Wednesday, 1 February 2012

Hollywood Babble On & On #845: TV Has Them Now

TV now has Bacon.

Not that kind of bacon, though it would be great all fried up nice and crispy..... hmmmm....

Anyway, I'm saying that feature film actor Kevin Bacon has just inked a deal to do a pilot for a TV series. 

He's not the only actor to make the leap from the big screen to the slightly smaller HD screen.  Oscar winner Dustin Hoffman, current Oscar nominee Nick Nolte, and character actor Don Cheadle have had their TV efforts renewed for a second season.  People are also speculating on which movie stars should also make the leap to television.

There was a time, and it wasn't that long ago that the sight of a big screen star doing television was seen as a come down.  People would cluck their tongues and say: "Oh dear, I guess they couldn't get another movie, now the poor person's stuck doing TV."

There used to be a stigma to doing television. It was the hyperactive little brother of the movies who had to wear a helmet all the time because it was prone to doing really stupid things. For a movie actor to do television was akin to prostitution, something they would only do if they were truly desperate for money.

Now that stigma is gone, and you're probably wondering what happened to it.

Now each actor probably has their own individual reasons for doing television, but the one reason they all share is STORY.

Television has become the home of stories and the characters who dwell within them.  Movies have become the home of gimmicks, and story is usually the last thing they consider, and when they do, it's only to dumb it down to make more room for flashing lights and loud noises.
It's killing the movie industry, look at how desperately they cling to the slightest good news and use to crow that happy days are here again, only to box office receipts return to their ongoing downward slide.

Why does the box office keep going down?

Because people are at home, watching stories on the television.
One of the chief reasons the major studios have given up on stories is because developing good stories requires the people making them to understand the art of story-telling, to work hard and trust their instincts. Understanding the art of story-telling, hard work and gut instinct requires learning, effort, and taking responsibility for one's decisions.  

They obviously don't teach understanding the art of story-telling at Harvard business school, and taking responsibility for one's decisions could put their fat paychecks, company cars, and quarterly bonuses at risk.

It's easier for them to pass off all the decisions to marketing focus groups.  Then they can say: "It's not my fault, it tested well," and live to screw up another day.  If a problem pops up, just throw their parent company's money at it until the focus group tells you what you want to hear.

Meanwhile, TV has tons of competition, because there are dozens of companies, running hundreds of channels, and the ones that put out the quality original content are the ones that win the viewers.  This has made the TV business, specifically the cable channels, leaner, meaner, and more responsive to their viewers.  If they don't deliver story, they don't get subscribers, and if they don't get subscribers, they don't make money and can quickly go out of business, or get taken over.

This attitude is slowly and surely creeping into network television as well, which for decades was even more inane than the studios when it came to bureaucratic buck passing.

I'll conclude with this excerpt from New York Times critic A.O. Scott's review of the Katherine Heigl movie One For The Money, I think it speaks volumes:
Not long ago it would have been possible to convey the bland, lazy, pedestrian qualities of this picture — its lackadaisical pacing, by-the-numbers performances, irritating music and drab visual texture — by likening it to a made-for-TV movie or an episode of a series on basic cable.
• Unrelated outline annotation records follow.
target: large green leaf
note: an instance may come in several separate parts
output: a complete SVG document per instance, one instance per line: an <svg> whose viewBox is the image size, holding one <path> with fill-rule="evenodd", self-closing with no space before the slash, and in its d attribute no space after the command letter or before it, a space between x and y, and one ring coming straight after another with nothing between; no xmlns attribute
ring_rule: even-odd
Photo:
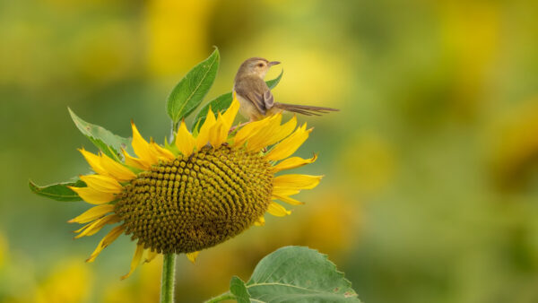
<svg viewBox="0 0 538 303"><path fill-rule="evenodd" d="M39 195L64 202L82 201L82 199L67 186L85 187L86 184L82 180L74 182L51 184L49 186L39 186L31 180L28 181L30 189Z"/></svg>
<svg viewBox="0 0 538 303"><path fill-rule="evenodd" d="M360 302L326 255L308 247L285 247L265 256L245 287L251 302Z"/></svg>
<svg viewBox="0 0 538 303"><path fill-rule="evenodd" d="M120 161L122 159L120 154L121 149L123 148L127 152L130 151L131 140L114 134L100 126L88 123L76 116L71 108L67 109L69 109L73 122L74 122L74 125L81 133L107 156L117 161Z"/></svg>
<svg viewBox="0 0 538 303"><path fill-rule="evenodd" d="M168 97L166 108L175 124L200 105L215 80L219 60L219 49L215 48L207 59L191 69L174 87Z"/></svg>
<svg viewBox="0 0 538 303"><path fill-rule="evenodd" d="M267 83L267 86L269 86L269 88L273 90L276 86L276 84L280 82L281 79L282 78L283 73L284 71L282 70L276 78L266 81L265 83ZM196 126L196 125L198 126L198 127L200 127L204 124L204 122L205 122L205 118L207 117L207 112L209 111L210 106L211 110L215 114L215 117L217 117L216 113L218 113L219 111L224 111L226 108L230 108L232 99L233 96L231 95L231 92L227 92L209 101L202 108L202 109L200 109L198 114L196 114L196 117L195 117L192 128L194 129L195 126Z"/></svg>
<svg viewBox="0 0 538 303"><path fill-rule="evenodd" d="M233 276L230 281L230 292L235 296L238 303L250 302L250 295L245 287L245 282L237 276Z"/></svg>

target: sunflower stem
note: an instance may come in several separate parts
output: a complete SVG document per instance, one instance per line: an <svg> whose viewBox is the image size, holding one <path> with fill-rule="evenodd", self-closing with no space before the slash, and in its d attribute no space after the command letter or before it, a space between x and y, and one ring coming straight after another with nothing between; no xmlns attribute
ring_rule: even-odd
<svg viewBox="0 0 538 303"><path fill-rule="evenodd" d="M221 294L217 297L212 298L204 303L215 303L215 302L224 301L227 299L236 299L236 296L232 295L231 293L230 293L230 291L228 291L228 292L224 292L223 294Z"/></svg>
<svg viewBox="0 0 538 303"><path fill-rule="evenodd" d="M174 303L174 275L176 254L164 255L162 259L162 280L161 281L161 303Z"/></svg>

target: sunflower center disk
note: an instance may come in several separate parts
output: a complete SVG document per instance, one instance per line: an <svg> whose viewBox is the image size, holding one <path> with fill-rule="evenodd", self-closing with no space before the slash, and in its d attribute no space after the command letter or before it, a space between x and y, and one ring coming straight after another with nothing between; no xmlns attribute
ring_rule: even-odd
<svg viewBox="0 0 538 303"><path fill-rule="evenodd" d="M140 173L125 186L115 212L144 248L198 251L239 234L265 212L269 169L256 152L204 147Z"/></svg>

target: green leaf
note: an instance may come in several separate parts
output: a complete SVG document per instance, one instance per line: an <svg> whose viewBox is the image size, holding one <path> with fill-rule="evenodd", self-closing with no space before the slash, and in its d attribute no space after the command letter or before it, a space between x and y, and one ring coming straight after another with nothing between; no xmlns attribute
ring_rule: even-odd
<svg viewBox="0 0 538 303"><path fill-rule="evenodd" d="M282 79L282 74L284 74L284 70L282 70L281 74L276 78L265 81L265 83L267 83L267 86L269 86L271 90L273 90L280 82L280 80Z"/></svg>
<svg viewBox="0 0 538 303"><path fill-rule="evenodd" d="M195 110L209 91L219 69L219 49L191 69L168 97L166 108L177 124Z"/></svg>
<svg viewBox="0 0 538 303"><path fill-rule="evenodd" d="M360 302L326 255L308 247L285 247L265 256L245 285L256 302Z"/></svg>
<svg viewBox="0 0 538 303"><path fill-rule="evenodd" d="M64 202L82 201L82 199L67 186L86 187L86 184L82 180L74 182L65 182L51 184L49 186L39 186L31 180L28 181L30 189L39 195Z"/></svg>
<svg viewBox="0 0 538 303"><path fill-rule="evenodd" d="M282 70L276 78L266 81L265 83L267 83L267 86L269 86L269 88L273 90L280 82L281 79L282 78L283 73L284 71ZM200 128L200 126L204 125L204 122L205 122L205 118L207 117L207 112L209 111L210 106L211 110L215 114L216 118L216 113L218 113L219 111L224 111L225 109L230 108L232 99L233 96L231 95L231 92L227 92L225 94L221 94L221 96L215 98L214 100L211 100L209 103L204 105L202 108L202 109L200 109L198 114L196 114L196 117L195 118L195 121L193 123L192 129L194 129L196 126L196 124L198 124L198 128Z"/></svg>
<svg viewBox="0 0 538 303"><path fill-rule="evenodd" d="M230 281L230 292L231 292L234 296L238 303L249 303L250 302L250 295L247 290L247 287L245 286L245 282L241 281L238 276L231 277L231 281Z"/></svg>
<svg viewBox="0 0 538 303"><path fill-rule="evenodd" d="M100 126L88 123L76 116L71 108L68 108L67 109L69 109L69 114L76 127L104 154L117 161L120 161L122 159L121 148L130 152L130 139L120 137Z"/></svg>

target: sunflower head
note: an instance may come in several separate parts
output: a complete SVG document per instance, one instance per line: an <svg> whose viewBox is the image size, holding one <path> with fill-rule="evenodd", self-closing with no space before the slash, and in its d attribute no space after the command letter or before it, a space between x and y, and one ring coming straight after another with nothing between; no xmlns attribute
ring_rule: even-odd
<svg viewBox="0 0 538 303"><path fill-rule="evenodd" d="M81 176L87 187L71 188L96 205L70 221L86 223L75 238L117 224L88 261L122 233L137 241L128 274L144 251L147 261L169 253L194 260L200 250L263 225L265 212L291 213L274 200L302 203L291 195L315 187L321 177L274 174L316 160L316 155L289 158L311 129L296 127L295 117L282 124L278 114L230 132L239 108L234 99L216 118L210 108L195 134L182 122L173 144L166 147L147 142L132 124L135 155L123 151L122 162L81 150L95 174Z"/></svg>

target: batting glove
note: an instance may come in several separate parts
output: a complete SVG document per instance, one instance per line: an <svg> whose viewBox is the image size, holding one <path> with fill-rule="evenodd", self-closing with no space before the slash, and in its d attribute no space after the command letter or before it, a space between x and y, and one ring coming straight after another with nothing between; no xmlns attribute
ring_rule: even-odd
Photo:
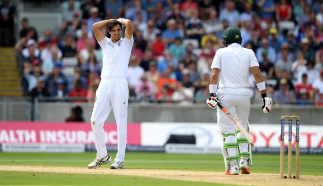
<svg viewBox="0 0 323 186"><path fill-rule="evenodd" d="M214 109L217 108L218 103L221 102L218 99L216 93L211 94L210 97L206 100L206 104L211 107L212 109Z"/></svg>
<svg viewBox="0 0 323 186"><path fill-rule="evenodd" d="M262 98L262 102L263 105L261 107L262 108L262 111L264 113L267 113L272 110L272 106L273 106L273 99L265 97Z"/></svg>

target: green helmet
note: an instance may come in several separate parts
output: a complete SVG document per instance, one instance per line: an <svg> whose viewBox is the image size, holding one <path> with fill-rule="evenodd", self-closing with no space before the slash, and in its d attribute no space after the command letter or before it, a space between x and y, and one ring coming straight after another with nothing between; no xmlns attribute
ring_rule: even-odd
<svg viewBox="0 0 323 186"><path fill-rule="evenodd" d="M236 27L228 27L225 30L222 35L222 43L223 45L227 46L228 44L236 42L241 44L242 37L241 32Z"/></svg>

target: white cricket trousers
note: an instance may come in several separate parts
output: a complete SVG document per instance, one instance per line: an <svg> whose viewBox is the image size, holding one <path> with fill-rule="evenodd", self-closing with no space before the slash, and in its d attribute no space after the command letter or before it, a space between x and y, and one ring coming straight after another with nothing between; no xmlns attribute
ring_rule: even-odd
<svg viewBox="0 0 323 186"><path fill-rule="evenodd" d="M103 125L112 109L117 121L118 135L118 153L115 161L124 162L127 144L128 98L128 82L126 79L101 79L96 90L91 117L91 125L96 148L96 158L102 159L107 154Z"/></svg>
<svg viewBox="0 0 323 186"><path fill-rule="evenodd" d="M241 125L247 131L248 118L250 109L250 97L247 95L236 95L232 94L225 94L219 92L218 98L221 105L225 107L228 111L235 117ZM218 124L221 132L224 134L234 134L236 126L231 119L227 116L219 107L217 109L218 116ZM237 138L245 138L242 132L239 132L237 134ZM225 141L223 142L226 144L236 143L236 137L233 135L228 136L225 137ZM239 146L240 153L247 153L248 144L241 143ZM225 149L223 149L224 156L233 157L238 155L237 149L234 148L227 148L227 154Z"/></svg>

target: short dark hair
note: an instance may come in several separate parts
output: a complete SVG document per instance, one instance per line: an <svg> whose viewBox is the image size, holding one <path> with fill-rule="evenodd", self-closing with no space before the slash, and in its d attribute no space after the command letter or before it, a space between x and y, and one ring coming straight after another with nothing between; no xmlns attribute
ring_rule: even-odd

But nowadays that would be praise, and movies like this must set their own standard for mediocrity.




1 comment:

  1. What would it take to make a movie on the cheap in Canada as opposed to America?

    Are there different pitfalls? I think I see as many cheap independents made in the USA as I do in Canada (I live near BC and have visited many times so I usually recognize the West side anyway).

    Since independent movies should be fairly cheap and entertaining, what are the options for distribution (you're not going to entertain anyone if they don't see it).

    BTW This is Rainforest Giant again, but Google is giving me fits this morning.